Ever since the Snowden revelations, it seems that regulators are desperately grasping for justifications for snooping into data, even as companies have sought to demonstrate their commitment to providing security for consumers. I wrote an article last month which tackled Apple’s policy on encrypting data. The recent attacks look like fertile ground in which to sow the seeds of such a justification. But even the truly awful nature of the terrorism occurring overseas does not convince me to relax my stance on what I see as one of the most important policy issues of our day.
Policy makers have sought to blame the effectiveness of the terrorist attacks on the use of encrypted communication, causing Russia to push for a ban on encrypted services like Telegram. In the U.S., Silicon Valley is beset by politicians from all sides. Pavel Durov of Telegram skillfully set forth his opposition with an incisive and sarcastic quip for the Moscow Times ‘I propose banning words. There’s evidence [to suggest] that they’re being used by terrorists to communicate.’
I would hope that government officials’ arguments in support of creating backdoors are due to ignorance. The worst thing that could come of tragedies like the Paris attacks would be that they be used manipulatively. In the words of Chris Riley of Mozilla to International Business Times, ‘creating policy from a reactive posture is inherently problematic.’ I couldn’t agree more. The same IBT article mentions a letter signed by several leaders in the tech industry, including Mozilla, asking Obama to reject any proposals requiring backdoors to encrypted data. Such a proposal could set dangerous precedents, not only in the U.S., but worldwide. This includes countries with governments that have a history of gross violations of the trust and rights of their citizens. Once a backdoor exists, there is no way of controlling how or when it is used or by whom.
The idea that Durov so insightfully set forth in the above quote is an essential part of the debate that is obscured by the reactionary sensationalism prone to set in after such events as these attacks. If encryption is banned or companies are forced to provide backdoor keys to the government, terrorists and criminals will find other means of executing their goals.
Encryption is a technique, and it is not something that can be fully legislated against. It’s impossible for any government to prevent everyone from using encryption. It can be banned and made illegal, but that does not stop people from using it or putting it in place. After all, bombing cities and killing innocent people is also illegal, but terrorists continue to perform such acts. Only those already willing to cooperate with regulation would comply with providing backdoors to encrypted data. The government would be no closer to hamstringing terrorists.
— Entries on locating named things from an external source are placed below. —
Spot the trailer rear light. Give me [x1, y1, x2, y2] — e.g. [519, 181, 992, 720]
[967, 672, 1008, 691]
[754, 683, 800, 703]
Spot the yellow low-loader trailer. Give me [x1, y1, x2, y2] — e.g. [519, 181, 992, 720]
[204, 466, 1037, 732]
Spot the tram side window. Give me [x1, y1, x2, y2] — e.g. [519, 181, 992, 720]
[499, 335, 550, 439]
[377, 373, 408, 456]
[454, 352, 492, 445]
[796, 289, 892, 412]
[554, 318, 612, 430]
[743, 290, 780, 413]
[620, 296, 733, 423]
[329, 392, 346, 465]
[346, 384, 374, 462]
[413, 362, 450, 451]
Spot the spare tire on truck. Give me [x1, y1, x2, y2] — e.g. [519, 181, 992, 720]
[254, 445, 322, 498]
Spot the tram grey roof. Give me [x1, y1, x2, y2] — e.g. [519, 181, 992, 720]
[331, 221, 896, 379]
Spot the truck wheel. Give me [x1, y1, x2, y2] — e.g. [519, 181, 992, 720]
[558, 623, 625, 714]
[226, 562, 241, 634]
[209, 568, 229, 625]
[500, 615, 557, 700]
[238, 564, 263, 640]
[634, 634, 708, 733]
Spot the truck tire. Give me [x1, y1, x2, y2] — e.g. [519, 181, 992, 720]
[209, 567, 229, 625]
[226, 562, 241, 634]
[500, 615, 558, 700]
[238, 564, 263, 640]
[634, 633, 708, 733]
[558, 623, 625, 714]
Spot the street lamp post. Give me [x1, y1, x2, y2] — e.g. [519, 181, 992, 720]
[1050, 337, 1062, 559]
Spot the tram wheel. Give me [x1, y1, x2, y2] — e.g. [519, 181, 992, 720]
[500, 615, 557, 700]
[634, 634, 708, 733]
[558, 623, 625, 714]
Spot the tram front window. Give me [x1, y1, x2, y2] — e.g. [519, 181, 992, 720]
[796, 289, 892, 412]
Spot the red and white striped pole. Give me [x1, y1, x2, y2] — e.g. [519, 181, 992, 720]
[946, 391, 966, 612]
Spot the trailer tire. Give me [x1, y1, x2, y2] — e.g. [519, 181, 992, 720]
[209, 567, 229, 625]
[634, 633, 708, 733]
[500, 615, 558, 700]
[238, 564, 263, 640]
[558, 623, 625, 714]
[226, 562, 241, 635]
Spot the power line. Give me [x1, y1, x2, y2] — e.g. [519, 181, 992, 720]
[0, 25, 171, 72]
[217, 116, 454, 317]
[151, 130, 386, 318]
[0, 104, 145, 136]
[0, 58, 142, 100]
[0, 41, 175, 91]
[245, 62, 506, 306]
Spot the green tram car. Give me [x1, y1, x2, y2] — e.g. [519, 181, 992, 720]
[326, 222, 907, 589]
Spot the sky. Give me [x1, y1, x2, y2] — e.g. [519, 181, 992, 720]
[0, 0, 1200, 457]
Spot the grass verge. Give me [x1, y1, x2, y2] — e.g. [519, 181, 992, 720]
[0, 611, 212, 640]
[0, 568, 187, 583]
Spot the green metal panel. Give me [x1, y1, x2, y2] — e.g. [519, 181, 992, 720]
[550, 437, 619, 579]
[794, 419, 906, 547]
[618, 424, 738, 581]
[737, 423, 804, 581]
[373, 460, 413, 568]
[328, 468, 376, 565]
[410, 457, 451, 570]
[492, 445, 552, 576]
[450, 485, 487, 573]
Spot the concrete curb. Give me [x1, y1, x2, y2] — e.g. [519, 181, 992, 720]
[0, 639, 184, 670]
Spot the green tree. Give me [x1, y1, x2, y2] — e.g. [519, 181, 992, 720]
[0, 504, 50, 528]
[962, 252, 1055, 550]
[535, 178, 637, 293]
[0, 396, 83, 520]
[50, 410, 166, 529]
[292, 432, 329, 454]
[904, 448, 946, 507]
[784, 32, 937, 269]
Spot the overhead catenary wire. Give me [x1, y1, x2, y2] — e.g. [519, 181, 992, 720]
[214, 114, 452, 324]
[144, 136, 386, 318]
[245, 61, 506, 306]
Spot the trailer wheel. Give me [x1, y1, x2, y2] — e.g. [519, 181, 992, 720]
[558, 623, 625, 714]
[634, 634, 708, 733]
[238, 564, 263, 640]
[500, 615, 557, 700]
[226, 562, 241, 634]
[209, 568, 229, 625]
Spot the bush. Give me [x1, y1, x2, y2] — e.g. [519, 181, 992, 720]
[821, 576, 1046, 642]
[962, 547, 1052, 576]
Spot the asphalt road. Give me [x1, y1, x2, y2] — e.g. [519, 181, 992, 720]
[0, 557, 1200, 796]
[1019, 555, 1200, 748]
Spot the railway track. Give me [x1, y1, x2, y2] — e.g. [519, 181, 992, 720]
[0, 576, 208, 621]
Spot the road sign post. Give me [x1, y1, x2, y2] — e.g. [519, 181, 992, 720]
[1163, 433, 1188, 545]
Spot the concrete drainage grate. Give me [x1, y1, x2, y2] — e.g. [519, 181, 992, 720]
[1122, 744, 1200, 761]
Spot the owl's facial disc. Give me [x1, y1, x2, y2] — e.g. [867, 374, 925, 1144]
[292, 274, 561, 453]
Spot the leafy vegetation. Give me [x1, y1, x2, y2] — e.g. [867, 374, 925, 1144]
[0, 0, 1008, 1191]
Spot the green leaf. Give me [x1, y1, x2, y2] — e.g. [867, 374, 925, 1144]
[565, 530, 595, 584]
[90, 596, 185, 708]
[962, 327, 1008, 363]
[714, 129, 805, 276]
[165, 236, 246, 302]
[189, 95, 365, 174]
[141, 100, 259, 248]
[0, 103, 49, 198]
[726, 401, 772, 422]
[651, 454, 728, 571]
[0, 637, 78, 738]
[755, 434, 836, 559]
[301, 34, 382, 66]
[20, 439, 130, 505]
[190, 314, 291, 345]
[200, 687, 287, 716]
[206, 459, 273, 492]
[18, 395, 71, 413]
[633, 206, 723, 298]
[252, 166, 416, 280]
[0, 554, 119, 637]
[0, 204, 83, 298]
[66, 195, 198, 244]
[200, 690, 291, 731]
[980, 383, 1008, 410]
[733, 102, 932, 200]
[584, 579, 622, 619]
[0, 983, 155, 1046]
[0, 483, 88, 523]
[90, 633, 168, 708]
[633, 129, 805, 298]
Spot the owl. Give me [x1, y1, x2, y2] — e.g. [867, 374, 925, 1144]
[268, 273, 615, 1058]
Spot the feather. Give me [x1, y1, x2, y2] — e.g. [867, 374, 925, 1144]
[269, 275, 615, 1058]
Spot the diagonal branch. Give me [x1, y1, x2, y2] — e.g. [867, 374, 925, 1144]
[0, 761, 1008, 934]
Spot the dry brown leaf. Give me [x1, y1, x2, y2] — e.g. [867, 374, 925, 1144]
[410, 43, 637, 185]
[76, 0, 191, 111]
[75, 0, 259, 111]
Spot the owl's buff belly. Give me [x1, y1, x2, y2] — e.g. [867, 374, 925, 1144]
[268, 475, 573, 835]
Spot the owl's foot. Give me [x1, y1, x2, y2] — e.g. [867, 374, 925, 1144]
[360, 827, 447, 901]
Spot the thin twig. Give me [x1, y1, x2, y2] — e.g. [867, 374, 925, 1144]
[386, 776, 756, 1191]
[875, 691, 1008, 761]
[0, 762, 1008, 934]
Even if the government was somehow able to successfully breach all encryption, terrorists would only find other means of communicating, just like they did before encryption was accessible. By making encryption essentially useless – and just as easy for hackers, criminals, and oppressive regimes to break as it is for whoever it is that’s supposed to be protecting us from terrorism – policies that require backdoors wouldn’t hurt anybody as much as they would hurt average citizens.
We can only hope that the tech companies defending data encryption, and those aware of the dangers inherent in allowing for backdoors, can convince politicians to reconsider the matter. We should not let more corruption and injustice come of the evil that we currently mourn.